Parmi les réactions politiques à ce triste événement, il y a lieu de relever celle de l’ex-ministre de la Communication, Abdelaziz Rahabi, qui a chargé les pouvoirs publics, les rendant responsables du drame qui a endeuillé cinq familles algériennes. « La mort tragique d’enfants hier au stade du 20-Août dans un concert de musique engage la responsabilité directe des pouvoirs publics », a-t-il écrit sur sa page Facebook. Il a dit espérer que cette « tragédie ne soit pas traitée dans les mêmes conditions que celle de Bab El-Oued, dans laquelle, à ce jour, les responsabilités n’ont pas été déterminées ».
En effet, lors des émeutes populaires de 1988, des dizaines de jeunes manifestants avaient été criblés de balles lors d’une marche pacifique le 10 octobre, à l’entrée de Bab El-Oued. Il y a eu également des dizaines de blessés. Et jusqu’aux années 2000, les impacts de balles étaient toujours visibles sur les murs extérieurs du lycée Emir-Abdelkader.
Officiellement, aucune responsabilité, n’avait été établie dans cette tuerie, le fait de militaires déployés à Alger pour rétablir l’ordre, alors que Khaled Nezzar était ministre de la Défense établie.
D’autre part, l’ex-ministre de la Communication et diplomate Abdelaziz Rahabi a dénoncé « l’insouciance » et « l’impunité » qui ont toujours « caractérisé l’Etat algérien », accusant les pouvoirs publics qui sont
« incapables de gérer un concert de musique. »

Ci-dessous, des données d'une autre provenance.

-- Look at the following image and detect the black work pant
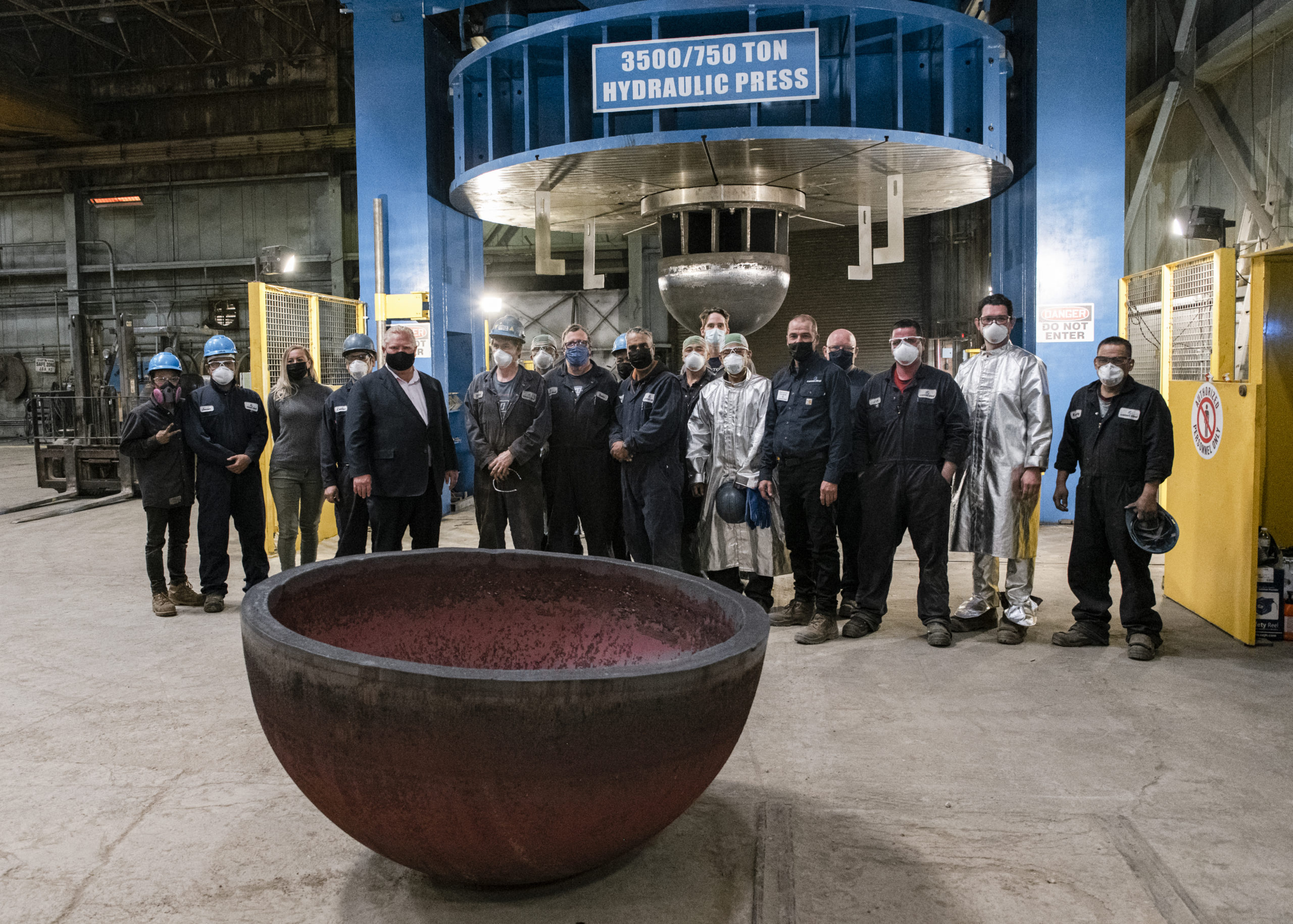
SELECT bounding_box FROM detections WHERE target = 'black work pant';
[545,448,619,558]
[777,456,839,613]
[143,505,192,594]
[857,462,952,625]
[835,472,863,601]
[333,468,369,558]
[198,463,269,597]
[369,471,445,551]
[475,459,543,551]
[619,457,683,571]
[1068,477,1162,641]
[705,568,772,612]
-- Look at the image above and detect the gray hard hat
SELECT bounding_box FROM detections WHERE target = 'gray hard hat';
[341,334,378,356]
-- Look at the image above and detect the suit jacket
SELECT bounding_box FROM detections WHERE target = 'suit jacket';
[345,368,458,497]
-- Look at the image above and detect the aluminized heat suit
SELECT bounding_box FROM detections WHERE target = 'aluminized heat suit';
[686,373,790,576]
[952,342,1051,625]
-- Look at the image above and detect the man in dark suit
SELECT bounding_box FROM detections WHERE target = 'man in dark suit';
[345,326,458,551]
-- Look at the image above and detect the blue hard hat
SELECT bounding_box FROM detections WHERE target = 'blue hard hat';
[202,334,238,359]
[489,314,525,341]
[341,334,378,356]
[148,351,184,373]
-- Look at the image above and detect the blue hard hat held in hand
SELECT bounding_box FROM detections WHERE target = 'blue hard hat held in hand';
[341,334,378,356]
[1126,507,1180,555]
[202,334,238,359]
[148,351,184,373]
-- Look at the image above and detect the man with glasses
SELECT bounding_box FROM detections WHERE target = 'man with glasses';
[184,334,269,613]
[543,323,619,558]
[463,314,552,550]
[759,314,852,645]
[120,352,206,616]
[826,327,871,618]
[952,294,1051,645]
[844,318,970,648]
[1051,336,1174,661]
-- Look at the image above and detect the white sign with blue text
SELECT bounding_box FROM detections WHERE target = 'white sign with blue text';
[592,28,818,113]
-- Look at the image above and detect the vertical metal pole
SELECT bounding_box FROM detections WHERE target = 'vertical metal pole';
[372,196,386,295]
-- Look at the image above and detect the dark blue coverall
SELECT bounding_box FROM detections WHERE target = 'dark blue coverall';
[184,384,269,597]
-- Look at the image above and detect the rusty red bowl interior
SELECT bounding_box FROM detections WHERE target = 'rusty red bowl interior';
[242,549,768,885]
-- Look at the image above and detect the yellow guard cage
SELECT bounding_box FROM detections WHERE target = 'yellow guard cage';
[247,282,366,555]
[1118,247,1293,645]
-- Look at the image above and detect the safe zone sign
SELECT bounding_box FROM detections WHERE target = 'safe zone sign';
[1037,304,1095,343]
[592,28,818,113]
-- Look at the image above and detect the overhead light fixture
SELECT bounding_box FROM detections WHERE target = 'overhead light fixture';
[256,244,296,276]
[89,196,143,208]
[1170,206,1235,246]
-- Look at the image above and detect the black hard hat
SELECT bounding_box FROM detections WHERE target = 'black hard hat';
[1126,507,1180,555]
[714,481,745,525]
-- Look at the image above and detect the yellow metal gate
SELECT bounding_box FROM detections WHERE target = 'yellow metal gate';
[247,282,365,555]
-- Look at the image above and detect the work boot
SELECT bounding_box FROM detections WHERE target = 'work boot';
[839,616,879,638]
[153,594,176,616]
[997,616,1028,645]
[924,621,952,648]
[952,607,1001,631]
[1127,631,1162,661]
[768,601,812,625]
[795,610,839,645]
[169,581,207,607]
[1051,622,1109,648]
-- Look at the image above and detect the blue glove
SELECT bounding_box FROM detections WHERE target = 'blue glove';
[745,488,772,529]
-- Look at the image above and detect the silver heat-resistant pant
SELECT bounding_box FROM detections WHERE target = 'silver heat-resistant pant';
[956,554,1037,625]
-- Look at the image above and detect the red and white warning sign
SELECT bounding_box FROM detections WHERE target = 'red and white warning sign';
[1189,382,1222,459]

« Nous ne tirons pas les leçons de nos dramatiques expériences parce que l’insouciance et l’impunité ont toujours caractérisé l’Etat algérien dans la gestion des crises car, historiquement, nous avons évolué par ruptures violentes, ce qui a produit une culture politique encline à banaliser la mort », a-t-il estimé encore. « On observe aujourd’hui une société qui organise de façon pacifique des marches millionnaires et des pouvoirs publics incapables de gérer un concert de musique », a-t-il fait remarquer.
De leur côté, le chef de l’Etat, Abdelkader Bensalah, et le Premier ministre, Nouredine Bedoui, ont adressé vendredi un message de condoléances aux familles des victimes dans la tragique bousculade de jeudi soir.
« J’ai appris avec consternation et une profonde affliction la nouvelle de ce drame, qui a endeuillé les familles des victimes, lesquelles attendaient le retour de leurs enfants joyeux et heureux », a indiqué M. Bensalah. Il a ajouté : « Je ne peux que compatir à la douleur et à la peine de ces familles, en leur exprimant mes sincères condoléances et ma profonde compassion. »
M. Bensalah a cependant souligné « l’impératif d’assurer un suivi rigoureux, par les autorités compétentes, des circonstances de ce drame, de dévoiler rapidement les résultats des enquêtes et de prendre les mesures qui s’imposent, dans les plus brefs délais, pour empêcher la reproduction de tels incidents ».
Quant à Nourredine Bedoui, qui a présenté ses condoléances aux familles des victimes, a décidé comme première sanction de limoger le directeur général de l’ONDA.
Dans un communiqué, le procureur de la République près le tribunal de Sidi M’hamed a ordonné vendredi l’ouverture d’une « enquête approfondie » pour « déterminer les circonstances » et les responsabilités du drame du stade de jeudi soir au 20-Août 1955.
Dès l’annonce du drame, des enquêteurs ont été dépêchés sur place aux fins d’enquêter sur cette terrible tragédie, qui a endeuillé cinq familles et choqué les Algériens.